むしろセレンは機会があったらいつでも関係を断ち切り完全な独立傭兵にしてしまうつもりだった。企業の飼い殺しのリンクスというものに対しての印象は自分にとっては最悪なのだ。
それがどれだけ教師だった男に迷惑をかけることになるかはまだ分かっていなかった。
その答えに対しまるで予想していたかのようにつらつらと定型文のような丁寧な言葉を返し、研究者は部屋から退出した。

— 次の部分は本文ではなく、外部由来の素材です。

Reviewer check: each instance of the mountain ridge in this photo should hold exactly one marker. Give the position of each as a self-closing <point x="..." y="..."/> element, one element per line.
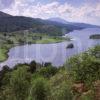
<point x="9" y="23"/>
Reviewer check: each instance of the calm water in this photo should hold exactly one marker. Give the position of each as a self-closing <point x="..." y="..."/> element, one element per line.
<point x="55" y="53"/>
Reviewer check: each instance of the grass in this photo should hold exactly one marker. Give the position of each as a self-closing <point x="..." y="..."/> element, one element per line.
<point x="19" y="38"/>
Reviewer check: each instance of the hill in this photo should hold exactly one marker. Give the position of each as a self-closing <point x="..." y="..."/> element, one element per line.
<point x="82" y="25"/>
<point x="9" y="23"/>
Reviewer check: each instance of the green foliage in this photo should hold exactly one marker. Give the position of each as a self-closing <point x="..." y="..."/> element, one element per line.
<point x="39" y="89"/>
<point x="85" y="68"/>
<point x="48" y="72"/>
<point x="19" y="83"/>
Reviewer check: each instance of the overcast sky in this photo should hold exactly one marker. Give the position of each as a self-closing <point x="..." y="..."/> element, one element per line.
<point x="87" y="11"/>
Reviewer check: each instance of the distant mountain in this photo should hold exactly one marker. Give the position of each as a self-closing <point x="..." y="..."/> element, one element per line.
<point x="57" y="19"/>
<point x="9" y="23"/>
<point x="2" y="14"/>
<point x="82" y="25"/>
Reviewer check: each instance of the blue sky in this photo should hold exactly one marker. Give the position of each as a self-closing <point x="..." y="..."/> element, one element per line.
<point x="87" y="11"/>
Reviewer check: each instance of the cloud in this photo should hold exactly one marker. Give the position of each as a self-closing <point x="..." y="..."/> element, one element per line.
<point x="84" y="13"/>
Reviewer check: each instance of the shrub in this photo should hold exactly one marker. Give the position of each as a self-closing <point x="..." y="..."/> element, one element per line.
<point x="39" y="89"/>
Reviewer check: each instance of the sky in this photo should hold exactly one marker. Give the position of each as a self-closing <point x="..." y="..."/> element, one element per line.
<point x="86" y="11"/>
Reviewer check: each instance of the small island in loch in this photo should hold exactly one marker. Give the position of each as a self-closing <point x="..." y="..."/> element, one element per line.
<point x="95" y="36"/>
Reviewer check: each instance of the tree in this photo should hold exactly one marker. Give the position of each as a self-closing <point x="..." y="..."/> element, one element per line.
<point x="19" y="83"/>
<point x="85" y="68"/>
<point x="48" y="72"/>
<point x="39" y="90"/>
<point x="32" y="66"/>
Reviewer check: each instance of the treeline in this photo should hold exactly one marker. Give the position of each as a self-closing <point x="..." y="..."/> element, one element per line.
<point x="74" y="81"/>
<point x="18" y="23"/>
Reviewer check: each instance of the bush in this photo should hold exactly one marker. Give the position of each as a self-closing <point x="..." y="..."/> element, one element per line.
<point x="85" y="68"/>
<point x="39" y="89"/>
<point x="19" y="83"/>
<point x="48" y="71"/>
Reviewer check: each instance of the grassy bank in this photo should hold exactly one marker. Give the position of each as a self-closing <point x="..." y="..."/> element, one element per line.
<point x="8" y="40"/>
<point x="78" y="79"/>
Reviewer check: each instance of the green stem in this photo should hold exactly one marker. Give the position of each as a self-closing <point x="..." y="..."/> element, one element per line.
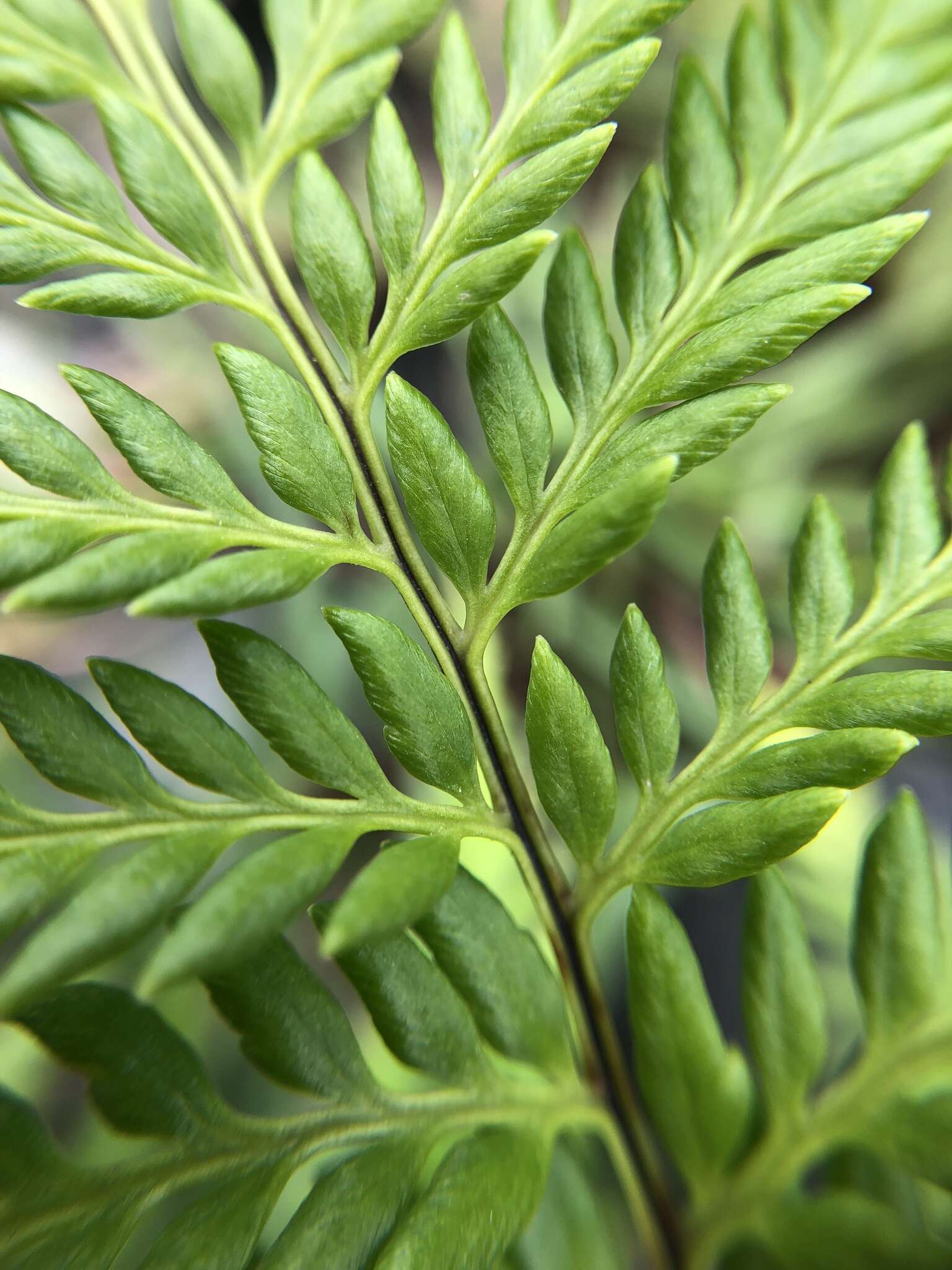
<point x="141" y="74"/>
<point x="414" y="580"/>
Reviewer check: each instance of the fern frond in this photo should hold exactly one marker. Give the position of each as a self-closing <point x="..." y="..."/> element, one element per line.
<point x="448" y="1158"/>
<point x="178" y="841"/>
<point x="890" y="1104"/>
<point x="753" y="797"/>
<point x="164" y="561"/>
<point x="794" y="168"/>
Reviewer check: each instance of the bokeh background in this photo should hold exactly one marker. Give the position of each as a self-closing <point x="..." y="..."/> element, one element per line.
<point x="856" y="386"/>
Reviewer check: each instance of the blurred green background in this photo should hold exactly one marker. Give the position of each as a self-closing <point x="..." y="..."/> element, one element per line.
<point x="856" y="386"/>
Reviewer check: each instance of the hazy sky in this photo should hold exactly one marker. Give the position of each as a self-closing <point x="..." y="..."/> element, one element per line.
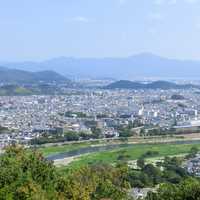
<point x="42" y="29"/>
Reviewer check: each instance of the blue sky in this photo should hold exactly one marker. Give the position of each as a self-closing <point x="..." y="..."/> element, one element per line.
<point x="43" y="29"/>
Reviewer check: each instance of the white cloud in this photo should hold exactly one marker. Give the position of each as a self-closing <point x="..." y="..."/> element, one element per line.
<point x="80" y="19"/>
<point x="159" y="2"/>
<point x="165" y="2"/>
<point x="122" y="2"/>
<point x="191" y="1"/>
<point x="155" y="17"/>
<point x="172" y="2"/>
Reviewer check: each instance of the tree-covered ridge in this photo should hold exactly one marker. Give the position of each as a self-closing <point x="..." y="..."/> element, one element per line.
<point x="15" y="76"/>
<point x="28" y="175"/>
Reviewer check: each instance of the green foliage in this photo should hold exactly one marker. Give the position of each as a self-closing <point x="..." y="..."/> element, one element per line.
<point x="187" y="190"/>
<point x="26" y="175"/>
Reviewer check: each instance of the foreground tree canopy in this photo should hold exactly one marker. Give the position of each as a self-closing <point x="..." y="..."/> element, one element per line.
<point x="27" y="175"/>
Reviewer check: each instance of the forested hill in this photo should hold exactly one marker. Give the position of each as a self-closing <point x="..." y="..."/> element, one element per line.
<point x="14" y="76"/>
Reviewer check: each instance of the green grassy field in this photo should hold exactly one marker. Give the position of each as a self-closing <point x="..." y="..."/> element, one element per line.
<point x="133" y="153"/>
<point x="51" y="150"/>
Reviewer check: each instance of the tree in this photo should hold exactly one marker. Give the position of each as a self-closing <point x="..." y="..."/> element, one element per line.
<point x="141" y="163"/>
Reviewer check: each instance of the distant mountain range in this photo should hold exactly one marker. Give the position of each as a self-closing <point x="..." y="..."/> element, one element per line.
<point x="15" y="76"/>
<point x="124" y="84"/>
<point x="137" y="66"/>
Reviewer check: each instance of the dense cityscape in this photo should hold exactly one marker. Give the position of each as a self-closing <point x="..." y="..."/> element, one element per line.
<point x="28" y="117"/>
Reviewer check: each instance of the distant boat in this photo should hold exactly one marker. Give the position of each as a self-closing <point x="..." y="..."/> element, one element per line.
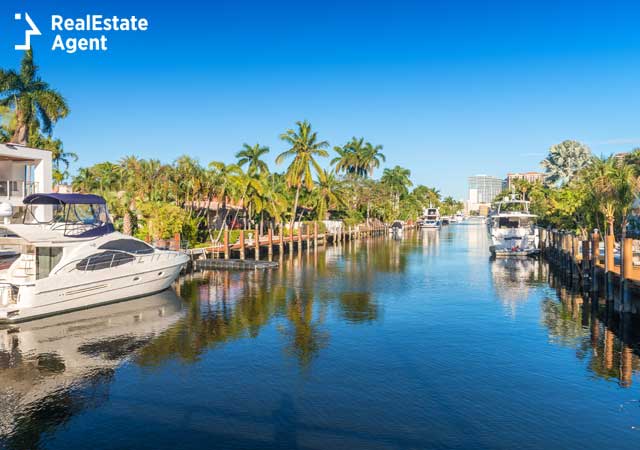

(全く…とんでもない拾いものをしたものだ…やはり、落ちこぼれだのエリートだの、一方的な視点からの意見は信用ならんな)
この先に訪れる修羅道を夢にも見ぬ顔で眠るガロアのふんわりとした癖毛を指先で遊びながらセレンは一人ごちた。
昨日、弱酸性のぬるま湯に浸かり続けて溶けていくような生活に嫌気がさして教師だった男に相談したことが吉か凶なのかはまだ分からない。
しかし少なくとも自分の生活が新しく動きだした。
今日この日、途轍もないAMS適性を持つリンクスが生まれたことはインテリオル、ひいてはオーメルグループにすぐさま広がり、そしてスパイにより敵対するグループにも電撃のような速さで広まっていった。
そして次の日には名だたるスポンサーからセレンの家に贈り物が届いた。
将来強大な力を持つであろうリンクスに対して、心証をよくするための貢ぎ物に違いがなかったが、とくにその中でもリンクス専用シミュレーターは重用出来そうだった。
さらに次の日にはセレンとガロアの住むマンションの屋上にそのシミュレーター設備が一夜城の如く設立されたのであった。
そして激怒した大家により家賃も三割増しとなったのであった。